Clearly this was no ordinary leadership training event. Instead of a classroom or conference hall these students worked and learned in the training grounds surrounding one of our country’s largest military training facilities. Rather than listening to the lecture of an academic or pundit, the lessons were hands-on, in the field, with visceral instruction provided by the best trained leaders our nation can produce. This was a Project RELO mission, and it was here that corporate executives and veterans collaborated to teach, learn, team and lead by example.
There is nothing typical about Project RELO. As a nonprofit dedicated to correcting the veteran underemployment problem, its focus is on corporate America. With 35percent of firms citing the talent gap as one of their greatest challenges, organizations are hungry for employees that are resilient, adaptive, selfless team members and skilled leaders. Companies that send executives on a Project RELO mission invest in the leaders they have, while simultaneously coming to understand that our veterans are rich in the skills and character that they require running and growing their businesses.
"With 35 percent of firms citing the talent gap as one of their greatest challenges, organizations are hungry for employees that are resilient, adaptive, selfless team members and skilled leader"
The immersive, physical, and even gritty environment in which the training was conducted was similarly unique. Starting on Camp Grayling in Northern Michigan, the course began in the military training facilities where participants fired simulated rounds from real machine guns and other military weapons. Convoy training and virtual reality simulations enhanced the instruction and laid the framework for understanding the nature and extent of how our military members are trained.
Yet it was on the second day that participants learned that there is far more to our veterans than firing weapons and destroying the enemy.

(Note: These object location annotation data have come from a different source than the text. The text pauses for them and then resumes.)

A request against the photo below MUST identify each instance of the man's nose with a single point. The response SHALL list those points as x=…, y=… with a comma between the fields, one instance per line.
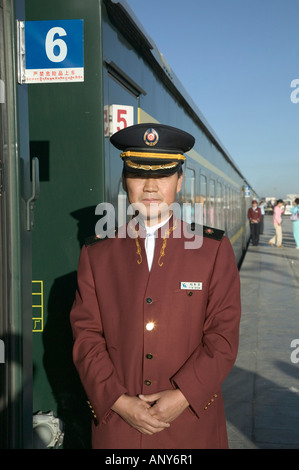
x=150, y=185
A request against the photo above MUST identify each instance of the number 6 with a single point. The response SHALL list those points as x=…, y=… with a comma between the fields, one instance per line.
x=51, y=43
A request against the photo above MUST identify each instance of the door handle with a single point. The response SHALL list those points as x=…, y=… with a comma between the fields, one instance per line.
x=34, y=195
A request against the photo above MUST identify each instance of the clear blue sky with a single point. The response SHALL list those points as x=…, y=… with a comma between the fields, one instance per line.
x=237, y=59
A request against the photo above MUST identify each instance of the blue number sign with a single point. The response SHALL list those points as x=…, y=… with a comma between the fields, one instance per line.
x=54, y=51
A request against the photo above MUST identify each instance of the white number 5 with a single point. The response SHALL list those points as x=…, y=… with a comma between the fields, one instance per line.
x=51, y=43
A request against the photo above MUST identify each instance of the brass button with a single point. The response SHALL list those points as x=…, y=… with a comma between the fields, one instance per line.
x=150, y=326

Through interaction and example, Project RELO’s veteran mentors and instructors made it clear why our military is the world’s mightiest, not just because of the technological dominance of our weapons, but also because of the strength of our service members’ character and training. As one executive observed during the last Project RELO mission, “I simply had no idea that our veterans have such a diverse and relevant set of skills.” He ended with, “I need people like this”.

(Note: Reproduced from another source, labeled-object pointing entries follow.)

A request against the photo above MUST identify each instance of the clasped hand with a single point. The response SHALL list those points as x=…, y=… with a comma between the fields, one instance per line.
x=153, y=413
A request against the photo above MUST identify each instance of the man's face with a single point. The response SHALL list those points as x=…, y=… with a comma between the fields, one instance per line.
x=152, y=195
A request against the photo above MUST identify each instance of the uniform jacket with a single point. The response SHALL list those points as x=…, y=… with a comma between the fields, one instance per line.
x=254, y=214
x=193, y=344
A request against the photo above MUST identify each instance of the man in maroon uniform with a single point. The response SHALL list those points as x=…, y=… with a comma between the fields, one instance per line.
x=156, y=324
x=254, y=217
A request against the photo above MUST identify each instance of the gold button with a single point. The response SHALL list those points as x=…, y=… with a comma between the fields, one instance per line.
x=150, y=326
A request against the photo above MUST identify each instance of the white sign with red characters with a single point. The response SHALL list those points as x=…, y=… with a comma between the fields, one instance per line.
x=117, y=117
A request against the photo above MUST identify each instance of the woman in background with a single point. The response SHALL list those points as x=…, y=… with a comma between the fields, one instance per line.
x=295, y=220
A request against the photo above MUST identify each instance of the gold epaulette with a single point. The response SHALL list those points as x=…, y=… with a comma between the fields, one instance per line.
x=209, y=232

Leadership instruction was only one aspect of the Project RELO exercise. Other “lessons” were spontaneous and profound. In one case, an executive participant balked at navigating the underground tunnels in the combat town training area. Claustrophobia made the underground walls feel like they were destined to crush him. Having to choose between succumbing to his fears, and potentially disappointing the decorated war hero directly in front of him, he chose to press ahead. As he emerged from the tunnel complex his elation was real, his pride and sense of accomplishment palpable.
Another lesson was taught and learned when the group was observing a live-fire mortar exercise. An executive participant dropped a coveted challenge coin, quickly losing it between the floorboards of the observation deck. As he looked down to determine whether there was any way to retrieve the lost item, he noticed two veteran team members were already crawling underneath the structure to retrieve the coin.

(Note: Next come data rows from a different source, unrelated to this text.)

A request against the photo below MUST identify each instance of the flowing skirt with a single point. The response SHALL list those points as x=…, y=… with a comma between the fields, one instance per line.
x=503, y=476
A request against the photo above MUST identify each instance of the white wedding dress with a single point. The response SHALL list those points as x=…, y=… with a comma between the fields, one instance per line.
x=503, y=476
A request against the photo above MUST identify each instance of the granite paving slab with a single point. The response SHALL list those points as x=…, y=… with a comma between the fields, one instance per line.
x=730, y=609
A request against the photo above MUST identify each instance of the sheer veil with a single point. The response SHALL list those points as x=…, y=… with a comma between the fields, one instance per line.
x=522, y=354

Throughout life we often forget that which we once learned. Reminders are often necessary. During Project RELO missions, we recall many important, basic tenets. In this case, everyone was reminded that great leadership requires superlative followership, and that selflessness is a critical virtue for any effective team member. It is also an essential ingredient for any leader.
The third and final day ended quietly. Like the two mornings before, the group fired up their vehicles and lined up in formation to depart. Today, no artillery blasted the nearby ranges. The 50 cals were silent. As the group navigated the winding trails there was a sense of accomplishment, but also something bigger and more pervasive. Both business executives and military veterans alike had earned each others respect and trust. Life-long lessons were learned, bonds were formed, and memories created that will never be forgotten. All in a span of 72 hours; clearly this was no ordinary leadership training event.